ORLANDO, Fla. – News 6 anchor Julie Broughton said she was stunned when she saw 17 debit card transactions for more than $1,600 listed on her January bank statement.
“There are places I haven’t heard of,” she told News 6. “The charges go back to Nov. 20.”
Her bank records show a string of purchases at various Central Florida convenience stores and gas stations, including nine 7-Eleven locations, two Chevron gas stations, two Wawa locations, along with locations at ExxonMobil, Shiv Trading INC. and two 76 gas stations.
The purchases were made between Nov. 20, 2020, and Jan. 6, 2021.
[NEWS 6 INVESTIGATES: Secret Service, News 6 launch investigation into elaborate unemployment scheme | Woman loses $100,000 to online romance conman | HOA charged family $927 for leaving trash on curb too long]
Broughton, a popular Central Florida TV news and weather personality, admits she was lax about checking her bank account over the holidays.
“I think it was Jan. 8th that I noticed the charges,” she recalled.
The purchases ranged from $70 to $100, with the average purchase at $90 per location.
When she challenged the purchases with her bank, she was surprised to learn all 17 transactions “passed fraud analysis” because her debit card was never stolen and each purchase was made with her Personal Identification Number (PIN).
“It was mind-boggling,” Broughton said. “I thought, ‘My gosh, I’m never going to see this money again.’”
News 6 contacted the Orlando Secret Service and presented Broughton’s debit card number to agents.
It turns out her card was one of 235 debit and credit cards stolen by thieves who had installed a hidden pin hole camera and skimmer into a convenience store gas pump.
Based on the purchase records, it appears Broughton’s data may have been stolen in November.
Special Agent in Charge Caroline O’Brien-Buster said the purchases point to black market diesel fuel sales.
“It was obvious to us that someone is using this for diesel fuel,” O’Brien-Buster said. “Here in Florida, it’s very prevalent.
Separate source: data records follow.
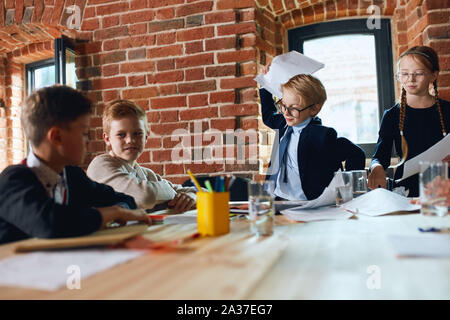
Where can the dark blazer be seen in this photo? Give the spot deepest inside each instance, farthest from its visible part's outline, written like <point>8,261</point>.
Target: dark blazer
<point>320,151</point>
<point>27,211</point>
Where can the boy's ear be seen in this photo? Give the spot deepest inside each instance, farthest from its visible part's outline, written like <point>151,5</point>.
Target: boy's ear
<point>316,109</point>
<point>54,135</point>
<point>106,139</point>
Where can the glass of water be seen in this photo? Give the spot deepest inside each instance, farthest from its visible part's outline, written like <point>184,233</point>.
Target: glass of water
<point>434,187</point>
<point>344,190</point>
<point>261,207</point>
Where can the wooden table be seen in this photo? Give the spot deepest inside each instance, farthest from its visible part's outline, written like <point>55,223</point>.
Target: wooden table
<point>315,260</point>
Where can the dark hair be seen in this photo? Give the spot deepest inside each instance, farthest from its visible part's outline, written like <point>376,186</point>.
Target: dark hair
<point>429,58</point>
<point>57,105</point>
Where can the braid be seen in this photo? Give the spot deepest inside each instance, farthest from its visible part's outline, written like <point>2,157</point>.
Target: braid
<point>401,125</point>
<point>441,117</point>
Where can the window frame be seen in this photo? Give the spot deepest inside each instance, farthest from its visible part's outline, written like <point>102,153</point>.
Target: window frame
<point>383,54</point>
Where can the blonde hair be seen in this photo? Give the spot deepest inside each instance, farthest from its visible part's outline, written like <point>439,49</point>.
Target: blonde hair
<point>119,109</point>
<point>309,88</point>
<point>429,58</point>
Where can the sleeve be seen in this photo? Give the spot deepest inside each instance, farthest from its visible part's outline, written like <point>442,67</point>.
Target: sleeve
<point>268,111</point>
<point>146,193</point>
<point>349,152</point>
<point>25,204</point>
<point>383,149</point>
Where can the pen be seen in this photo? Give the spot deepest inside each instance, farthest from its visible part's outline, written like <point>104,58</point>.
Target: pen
<point>187,239</point>
<point>208,186</point>
<point>194,180</point>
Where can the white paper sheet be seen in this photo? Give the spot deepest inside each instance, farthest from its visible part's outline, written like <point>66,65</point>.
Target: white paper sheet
<point>429,245</point>
<point>48,270</point>
<point>324,213</point>
<point>436,152</point>
<point>379,202</point>
<point>283,68</point>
Across the country, it is huge.”
O’Brien-Buster said once the cards are “encoded,” they “hand off the data” to a second party who goes on a diesel fuel buying spree.
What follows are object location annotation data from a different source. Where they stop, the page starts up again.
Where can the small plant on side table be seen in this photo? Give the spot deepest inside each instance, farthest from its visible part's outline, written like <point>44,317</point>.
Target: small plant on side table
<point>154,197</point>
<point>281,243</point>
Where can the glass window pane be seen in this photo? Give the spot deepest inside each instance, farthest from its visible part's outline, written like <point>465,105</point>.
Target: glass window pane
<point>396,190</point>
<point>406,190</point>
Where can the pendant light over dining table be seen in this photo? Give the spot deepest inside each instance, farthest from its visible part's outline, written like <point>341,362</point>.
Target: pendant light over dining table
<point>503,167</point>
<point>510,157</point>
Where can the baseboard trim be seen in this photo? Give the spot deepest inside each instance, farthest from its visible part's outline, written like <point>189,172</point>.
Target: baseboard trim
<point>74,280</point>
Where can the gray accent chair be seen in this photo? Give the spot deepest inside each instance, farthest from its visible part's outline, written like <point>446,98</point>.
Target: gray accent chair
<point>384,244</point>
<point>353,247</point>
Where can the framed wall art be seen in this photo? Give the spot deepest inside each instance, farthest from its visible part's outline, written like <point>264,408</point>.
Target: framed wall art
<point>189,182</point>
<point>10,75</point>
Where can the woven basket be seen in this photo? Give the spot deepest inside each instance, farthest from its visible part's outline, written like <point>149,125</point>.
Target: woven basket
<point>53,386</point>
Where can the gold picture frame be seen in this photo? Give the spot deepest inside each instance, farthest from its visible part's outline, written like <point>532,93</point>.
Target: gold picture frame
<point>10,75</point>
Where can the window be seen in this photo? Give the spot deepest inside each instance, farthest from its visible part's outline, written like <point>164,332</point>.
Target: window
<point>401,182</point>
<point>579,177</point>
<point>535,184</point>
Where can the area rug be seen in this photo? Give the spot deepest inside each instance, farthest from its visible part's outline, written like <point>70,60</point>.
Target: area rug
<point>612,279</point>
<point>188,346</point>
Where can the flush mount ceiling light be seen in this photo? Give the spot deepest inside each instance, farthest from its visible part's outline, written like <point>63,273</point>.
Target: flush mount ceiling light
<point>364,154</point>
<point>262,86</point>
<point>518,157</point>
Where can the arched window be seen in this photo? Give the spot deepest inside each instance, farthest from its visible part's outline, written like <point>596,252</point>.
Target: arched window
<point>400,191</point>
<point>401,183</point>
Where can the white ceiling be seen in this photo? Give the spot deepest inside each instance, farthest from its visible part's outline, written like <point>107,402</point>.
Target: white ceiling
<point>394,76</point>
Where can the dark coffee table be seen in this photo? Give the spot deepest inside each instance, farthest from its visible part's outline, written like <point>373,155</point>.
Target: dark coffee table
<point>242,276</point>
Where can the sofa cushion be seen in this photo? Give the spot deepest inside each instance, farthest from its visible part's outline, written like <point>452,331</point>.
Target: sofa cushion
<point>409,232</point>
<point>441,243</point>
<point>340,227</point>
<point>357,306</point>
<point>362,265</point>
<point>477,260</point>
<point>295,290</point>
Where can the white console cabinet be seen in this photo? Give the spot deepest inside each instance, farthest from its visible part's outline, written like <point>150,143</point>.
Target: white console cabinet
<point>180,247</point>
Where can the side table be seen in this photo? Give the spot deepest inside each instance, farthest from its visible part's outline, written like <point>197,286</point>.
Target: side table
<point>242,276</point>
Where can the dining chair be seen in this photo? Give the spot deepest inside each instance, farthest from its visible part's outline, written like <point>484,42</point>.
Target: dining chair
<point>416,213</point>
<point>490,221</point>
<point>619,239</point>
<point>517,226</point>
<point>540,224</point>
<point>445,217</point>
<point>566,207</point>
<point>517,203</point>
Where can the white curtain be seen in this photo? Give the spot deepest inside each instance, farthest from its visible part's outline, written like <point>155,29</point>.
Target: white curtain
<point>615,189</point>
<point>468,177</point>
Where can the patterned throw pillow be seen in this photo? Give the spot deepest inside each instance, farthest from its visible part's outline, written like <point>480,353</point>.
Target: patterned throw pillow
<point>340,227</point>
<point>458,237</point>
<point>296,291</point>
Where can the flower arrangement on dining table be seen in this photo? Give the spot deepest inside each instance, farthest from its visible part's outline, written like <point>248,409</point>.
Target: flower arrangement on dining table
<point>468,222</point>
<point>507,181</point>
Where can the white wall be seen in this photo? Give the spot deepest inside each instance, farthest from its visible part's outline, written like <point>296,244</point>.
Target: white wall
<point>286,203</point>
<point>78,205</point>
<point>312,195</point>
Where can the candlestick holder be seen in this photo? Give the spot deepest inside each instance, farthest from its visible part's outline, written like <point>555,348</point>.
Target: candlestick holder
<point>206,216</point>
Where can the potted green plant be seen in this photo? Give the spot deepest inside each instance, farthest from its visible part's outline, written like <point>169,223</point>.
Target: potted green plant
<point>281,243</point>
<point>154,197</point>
The fuel is sold at a discount and since they are using someone else’s money, it is all profit for the thieves.
Senior Agent Roger Fuentes has been tracking skimmer operations across the state.
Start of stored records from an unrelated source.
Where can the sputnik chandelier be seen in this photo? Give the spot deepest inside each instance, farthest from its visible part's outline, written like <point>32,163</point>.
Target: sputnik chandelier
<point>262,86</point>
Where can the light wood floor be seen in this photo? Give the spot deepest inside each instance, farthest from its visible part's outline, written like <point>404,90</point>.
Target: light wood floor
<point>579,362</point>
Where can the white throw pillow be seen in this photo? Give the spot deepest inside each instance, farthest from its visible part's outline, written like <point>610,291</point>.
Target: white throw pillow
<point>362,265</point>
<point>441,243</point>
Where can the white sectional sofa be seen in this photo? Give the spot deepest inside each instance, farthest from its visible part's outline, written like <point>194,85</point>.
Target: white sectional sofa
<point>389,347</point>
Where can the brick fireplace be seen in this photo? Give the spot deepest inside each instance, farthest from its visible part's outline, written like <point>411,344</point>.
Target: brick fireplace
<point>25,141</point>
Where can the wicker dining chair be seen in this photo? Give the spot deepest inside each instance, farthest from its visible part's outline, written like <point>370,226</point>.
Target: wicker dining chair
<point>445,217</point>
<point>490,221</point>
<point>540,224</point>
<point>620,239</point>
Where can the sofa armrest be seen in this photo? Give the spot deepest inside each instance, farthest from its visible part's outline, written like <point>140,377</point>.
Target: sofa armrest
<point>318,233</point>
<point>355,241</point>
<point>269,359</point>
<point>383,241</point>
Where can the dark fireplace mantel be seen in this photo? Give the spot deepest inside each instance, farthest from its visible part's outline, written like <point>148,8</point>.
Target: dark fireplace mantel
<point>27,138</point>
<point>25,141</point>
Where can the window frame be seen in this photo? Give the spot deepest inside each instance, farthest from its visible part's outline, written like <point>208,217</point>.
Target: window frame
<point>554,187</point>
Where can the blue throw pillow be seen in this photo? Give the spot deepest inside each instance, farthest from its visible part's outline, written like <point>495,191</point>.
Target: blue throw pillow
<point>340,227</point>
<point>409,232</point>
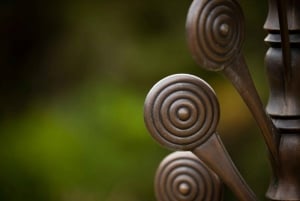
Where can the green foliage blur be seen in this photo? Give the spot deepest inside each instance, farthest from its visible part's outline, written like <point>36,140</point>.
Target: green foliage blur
<point>74,75</point>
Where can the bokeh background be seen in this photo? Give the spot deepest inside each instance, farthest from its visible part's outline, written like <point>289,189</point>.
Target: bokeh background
<point>74,76</point>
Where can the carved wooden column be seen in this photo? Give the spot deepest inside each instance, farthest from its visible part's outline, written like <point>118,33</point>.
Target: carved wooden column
<point>182,111</point>
<point>283,70</point>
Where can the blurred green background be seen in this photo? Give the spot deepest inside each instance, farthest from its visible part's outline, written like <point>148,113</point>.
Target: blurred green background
<point>74,75</point>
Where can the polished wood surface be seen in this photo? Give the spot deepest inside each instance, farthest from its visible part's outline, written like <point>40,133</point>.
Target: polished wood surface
<point>182,111</point>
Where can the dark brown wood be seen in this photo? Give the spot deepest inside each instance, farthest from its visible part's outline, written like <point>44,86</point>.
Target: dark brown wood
<point>283,69</point>
<point>182,111</point>
<point>182,176</point>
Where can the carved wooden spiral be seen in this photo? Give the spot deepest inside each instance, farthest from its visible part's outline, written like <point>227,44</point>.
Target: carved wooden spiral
<point>181,176</point>
<point>181,111</point>
<point>215,31</point>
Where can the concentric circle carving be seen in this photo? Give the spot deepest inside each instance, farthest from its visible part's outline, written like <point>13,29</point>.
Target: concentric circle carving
<point>215,31</point>
<point>181,111</point>
<point>181,176</point>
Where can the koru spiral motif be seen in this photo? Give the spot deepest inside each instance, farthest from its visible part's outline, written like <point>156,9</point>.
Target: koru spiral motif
<point>181,176</point>
<point>181,111</point>
<point>215,32</point>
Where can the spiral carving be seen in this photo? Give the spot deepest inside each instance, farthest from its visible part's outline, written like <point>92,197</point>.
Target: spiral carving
<point>181,111</point>
<point>215,31</point>
<point>181,176</point>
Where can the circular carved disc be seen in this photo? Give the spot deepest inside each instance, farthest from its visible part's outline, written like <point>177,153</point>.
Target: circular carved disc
<point>181,176</point>
<point>181,111</point>
<point>215,32</point>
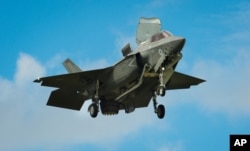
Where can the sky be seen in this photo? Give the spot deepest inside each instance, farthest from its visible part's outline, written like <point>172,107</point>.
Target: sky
<point>37,36</point>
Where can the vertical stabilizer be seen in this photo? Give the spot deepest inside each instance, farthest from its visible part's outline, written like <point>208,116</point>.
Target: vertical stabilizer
<point>70,66</point>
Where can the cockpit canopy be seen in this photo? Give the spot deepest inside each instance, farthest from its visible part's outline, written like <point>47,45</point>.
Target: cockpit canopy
<point>160,35</point>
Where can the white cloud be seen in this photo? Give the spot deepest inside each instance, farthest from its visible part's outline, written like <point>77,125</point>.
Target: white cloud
<point>26,122</point>
<point>227,87</point>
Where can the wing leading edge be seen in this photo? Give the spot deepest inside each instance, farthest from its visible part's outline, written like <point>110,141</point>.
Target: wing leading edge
<point>182,81</point>
<point>67,95</point>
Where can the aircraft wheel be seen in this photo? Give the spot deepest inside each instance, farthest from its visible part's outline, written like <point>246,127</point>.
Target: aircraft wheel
<point>161,90</point>
<point>160,111</point>
<point>93,110</point>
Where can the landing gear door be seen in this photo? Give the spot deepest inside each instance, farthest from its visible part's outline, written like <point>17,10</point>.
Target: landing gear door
<point>147,27</point>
Fuentes told News 6 the thieves use Bluetooth technology to access your data, transfer it to any card with a magnetic strip and spend your money as if it were their own.
“So, once your card slides through, it will look like a normal purchase,” Fuentes said. “Once they have access to your PIN, they have access to your whole account.”
The Secret Service members presented their findings to Broughton’s bank and, once management reviewed the evidence the stolen, $1,600 was deposited in her bank account.
“You got results, “a relieved Broughton said. ”But what I think about, though, is all the people who don’t sit across the room from Mike Holfeld. Within a couple days, my money was back.”
If you think your debit or credit card has been compromised, the Secret Service urges consumers to cancel their account, replace the card and report the fraud to your bank immediately.